Re: [musl] Re: [RFC PATCH] x86/vdso/32: Add AT_SYSINFO cancellation helpers
From: Andy Lutomirski
Date: Thu Mar 10 2016 - 20:15:09 EST
On Thu, Mar 10, 2016 at 4:48 PM, Rich Felker <dalias@xxxxxxxx> wrote:
> On Fri, Mar 11, 2016 at 01:18:54AM +0100, Szabolcs Nagy wrote:
>> * Rich Felker <dalias@xxxxxxxx> [2016-03-10 18:28:20 -0500]:
>> > On Thu, Mar 10, 2016 at 07:03:31PM +0100, Ingo Molnar wrote:
>> > >
>> > > * Rich Felker <dalias@xxxxxxxx> wrote:
>> > >
>> > > > > So instead of a sticky cancellation flag, we could introduce a sticky
>> > > > > cancellation signal.
>> > > > >
>> > > > > A 'sticky signal' is not cleared from signal_pending() when the signal handler
>> > > > > executes, but it's automatically blocked so no signal handler recursion
>> > > > > occurs. (A sticky signal could still be cleared via a separate mechanism, by
>> > > > > the cancellation cleanup code.)
>> > > > >
>> > > > > Such a 'sticky cancellation signal' would, in the racy situation, cause new
>> > > > > blocking system calls to immediately return with -EINTR. Non-blocking syscalls
>> > > > > could still be used. (So the cancellation signal handler itself would still
>> > > > > have access to various fundamental system calls.)
>> > > > >
>> > > > > I think this would avoid messy coupling between the kernel's increasingly more
>> > > > > varied system call entry code and C libraries.
>> > > > >
>> > > > > Sticky signals could be requested via a new SA_ flag.
>> > > > >
>> > > > > What do you think?
>> > > >
>> > > > This still doesn't address the issue that the code making the syscall needs to
>> > > > be able to control whether it's cancellable or not.

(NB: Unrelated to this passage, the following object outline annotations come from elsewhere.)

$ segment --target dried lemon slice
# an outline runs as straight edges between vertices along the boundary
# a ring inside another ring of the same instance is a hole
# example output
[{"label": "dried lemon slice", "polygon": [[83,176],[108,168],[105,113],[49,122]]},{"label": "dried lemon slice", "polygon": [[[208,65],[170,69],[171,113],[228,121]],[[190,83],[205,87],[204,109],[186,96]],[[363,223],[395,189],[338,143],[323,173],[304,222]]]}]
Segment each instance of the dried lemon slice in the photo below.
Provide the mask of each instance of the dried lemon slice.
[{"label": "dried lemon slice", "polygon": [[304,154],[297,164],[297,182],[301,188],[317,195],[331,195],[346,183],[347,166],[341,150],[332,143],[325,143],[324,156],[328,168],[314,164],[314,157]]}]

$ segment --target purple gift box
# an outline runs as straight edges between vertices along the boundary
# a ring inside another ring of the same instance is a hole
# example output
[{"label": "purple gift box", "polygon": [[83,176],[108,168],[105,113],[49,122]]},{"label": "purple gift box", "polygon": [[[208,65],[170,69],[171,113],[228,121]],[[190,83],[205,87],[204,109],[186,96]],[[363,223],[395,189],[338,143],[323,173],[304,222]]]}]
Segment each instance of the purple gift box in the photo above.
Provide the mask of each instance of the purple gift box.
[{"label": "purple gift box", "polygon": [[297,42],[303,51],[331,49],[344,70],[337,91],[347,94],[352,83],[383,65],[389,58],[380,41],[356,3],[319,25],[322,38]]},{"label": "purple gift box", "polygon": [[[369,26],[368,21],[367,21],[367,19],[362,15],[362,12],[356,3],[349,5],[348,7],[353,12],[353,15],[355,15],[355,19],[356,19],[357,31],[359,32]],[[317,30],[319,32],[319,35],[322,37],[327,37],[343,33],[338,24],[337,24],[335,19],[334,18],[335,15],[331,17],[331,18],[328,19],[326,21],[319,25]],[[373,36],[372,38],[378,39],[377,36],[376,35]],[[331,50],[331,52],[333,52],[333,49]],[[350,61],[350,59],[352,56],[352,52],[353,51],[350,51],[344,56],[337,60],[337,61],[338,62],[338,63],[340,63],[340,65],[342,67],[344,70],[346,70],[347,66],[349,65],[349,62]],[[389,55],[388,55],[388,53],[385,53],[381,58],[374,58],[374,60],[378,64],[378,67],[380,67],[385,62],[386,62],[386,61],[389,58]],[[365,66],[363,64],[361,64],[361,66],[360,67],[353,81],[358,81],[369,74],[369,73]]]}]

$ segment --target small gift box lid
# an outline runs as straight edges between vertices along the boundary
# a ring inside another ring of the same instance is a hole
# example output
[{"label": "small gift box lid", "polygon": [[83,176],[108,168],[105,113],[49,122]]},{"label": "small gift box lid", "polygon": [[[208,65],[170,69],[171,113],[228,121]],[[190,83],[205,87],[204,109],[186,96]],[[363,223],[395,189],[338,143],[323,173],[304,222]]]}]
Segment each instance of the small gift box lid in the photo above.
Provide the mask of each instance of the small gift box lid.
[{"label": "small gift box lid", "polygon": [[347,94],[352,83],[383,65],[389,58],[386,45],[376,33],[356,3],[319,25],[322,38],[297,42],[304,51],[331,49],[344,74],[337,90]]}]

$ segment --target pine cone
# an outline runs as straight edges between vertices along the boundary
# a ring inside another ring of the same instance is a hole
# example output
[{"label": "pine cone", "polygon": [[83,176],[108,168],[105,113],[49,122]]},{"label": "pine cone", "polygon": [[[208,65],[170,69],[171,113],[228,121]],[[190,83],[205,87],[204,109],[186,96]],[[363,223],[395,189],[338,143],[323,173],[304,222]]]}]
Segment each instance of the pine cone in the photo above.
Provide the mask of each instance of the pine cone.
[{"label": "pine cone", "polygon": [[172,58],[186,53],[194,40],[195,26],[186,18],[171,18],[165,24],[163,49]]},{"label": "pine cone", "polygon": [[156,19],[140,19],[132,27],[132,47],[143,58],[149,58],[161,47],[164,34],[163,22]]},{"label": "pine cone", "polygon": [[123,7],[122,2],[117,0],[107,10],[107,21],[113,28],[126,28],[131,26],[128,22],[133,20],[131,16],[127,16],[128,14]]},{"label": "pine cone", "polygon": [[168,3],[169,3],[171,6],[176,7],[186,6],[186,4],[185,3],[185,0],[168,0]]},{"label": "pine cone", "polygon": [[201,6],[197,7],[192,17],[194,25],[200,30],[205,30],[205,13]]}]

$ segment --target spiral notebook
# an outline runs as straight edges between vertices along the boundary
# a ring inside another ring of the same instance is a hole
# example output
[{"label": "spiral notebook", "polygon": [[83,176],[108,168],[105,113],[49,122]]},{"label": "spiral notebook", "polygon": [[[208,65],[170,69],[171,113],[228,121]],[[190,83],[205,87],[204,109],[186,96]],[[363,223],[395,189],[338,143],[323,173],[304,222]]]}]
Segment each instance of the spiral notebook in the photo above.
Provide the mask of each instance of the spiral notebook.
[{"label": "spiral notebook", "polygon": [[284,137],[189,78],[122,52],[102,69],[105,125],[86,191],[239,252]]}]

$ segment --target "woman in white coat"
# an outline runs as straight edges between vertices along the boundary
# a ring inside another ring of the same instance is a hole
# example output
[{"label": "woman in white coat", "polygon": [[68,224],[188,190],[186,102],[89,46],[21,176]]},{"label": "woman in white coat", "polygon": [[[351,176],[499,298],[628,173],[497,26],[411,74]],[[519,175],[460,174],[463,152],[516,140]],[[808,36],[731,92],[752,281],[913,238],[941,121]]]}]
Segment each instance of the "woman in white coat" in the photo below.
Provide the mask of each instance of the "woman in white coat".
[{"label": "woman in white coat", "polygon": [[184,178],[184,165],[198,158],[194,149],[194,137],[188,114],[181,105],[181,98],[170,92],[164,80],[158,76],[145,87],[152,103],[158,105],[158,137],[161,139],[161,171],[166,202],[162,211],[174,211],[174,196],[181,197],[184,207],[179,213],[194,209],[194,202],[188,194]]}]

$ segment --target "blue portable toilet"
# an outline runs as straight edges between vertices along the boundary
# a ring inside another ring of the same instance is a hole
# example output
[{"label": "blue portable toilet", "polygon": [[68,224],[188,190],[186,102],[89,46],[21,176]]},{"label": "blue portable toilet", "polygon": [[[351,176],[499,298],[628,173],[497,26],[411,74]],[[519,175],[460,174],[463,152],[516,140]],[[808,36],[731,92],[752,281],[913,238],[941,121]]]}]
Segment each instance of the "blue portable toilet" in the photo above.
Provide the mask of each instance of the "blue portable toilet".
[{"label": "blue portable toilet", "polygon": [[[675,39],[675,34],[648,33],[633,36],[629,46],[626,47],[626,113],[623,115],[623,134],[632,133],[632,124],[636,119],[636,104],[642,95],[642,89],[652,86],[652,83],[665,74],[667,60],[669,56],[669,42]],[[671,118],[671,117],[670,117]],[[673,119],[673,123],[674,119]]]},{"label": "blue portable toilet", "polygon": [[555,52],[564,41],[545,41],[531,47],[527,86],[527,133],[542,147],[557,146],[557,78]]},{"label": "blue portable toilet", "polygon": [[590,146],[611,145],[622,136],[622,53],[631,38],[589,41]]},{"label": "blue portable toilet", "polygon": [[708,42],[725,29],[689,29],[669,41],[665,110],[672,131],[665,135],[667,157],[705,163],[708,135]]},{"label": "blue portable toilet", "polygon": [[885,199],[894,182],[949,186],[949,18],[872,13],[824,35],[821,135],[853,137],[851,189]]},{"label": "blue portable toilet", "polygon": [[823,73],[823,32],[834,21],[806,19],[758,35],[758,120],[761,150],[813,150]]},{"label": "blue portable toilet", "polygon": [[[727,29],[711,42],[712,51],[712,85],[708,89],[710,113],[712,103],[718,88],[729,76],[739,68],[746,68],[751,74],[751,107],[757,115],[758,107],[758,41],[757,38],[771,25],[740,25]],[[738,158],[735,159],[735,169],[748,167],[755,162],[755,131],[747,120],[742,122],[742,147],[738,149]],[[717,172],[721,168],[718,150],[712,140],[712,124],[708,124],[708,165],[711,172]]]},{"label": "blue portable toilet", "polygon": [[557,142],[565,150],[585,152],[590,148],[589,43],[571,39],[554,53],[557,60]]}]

Not only do some syscalls
>> > > > whose public functions are cancellation points need to be used internally in
>> > > > non-cancellable ways; there's also the pthread_setcancelstate interface that
>> > > > allows deferring cancellation so that it's possible to call functions which are
>> > > > cancellation points without invoking cancellation.
>> > >
>> > > I don't think there's a problem - but I might be wrong:
>> > >
>> > > One way I think it would work is the following: a sticky signal is not the
>> > > cancellation flag - it's a helper construct to implement the flag in user-space in
>> > > a race-free way.
>> > >
>> > > Say you have RT signal-32 as the cancellation signal, and it's a sticky signal.
>> > >
>> > > When pthread_cancel() wants to cancel another thread, it first (atomically) sets
>> > > the desired cancel state of the target thread. If that state signals that the
>> > > thread is cancellable right now, and that we initiated its cancellation, then we
>> > > send signal-32. I.e. the signal only ever gets sent if the thread is in a
>> > > cancellable state.
>> > >
>> > > libc internal functions and the pthread_setcancelstate() API can temporarily
>> > > change the cancel state of a thread to non-cancellable - but pthread_cancel()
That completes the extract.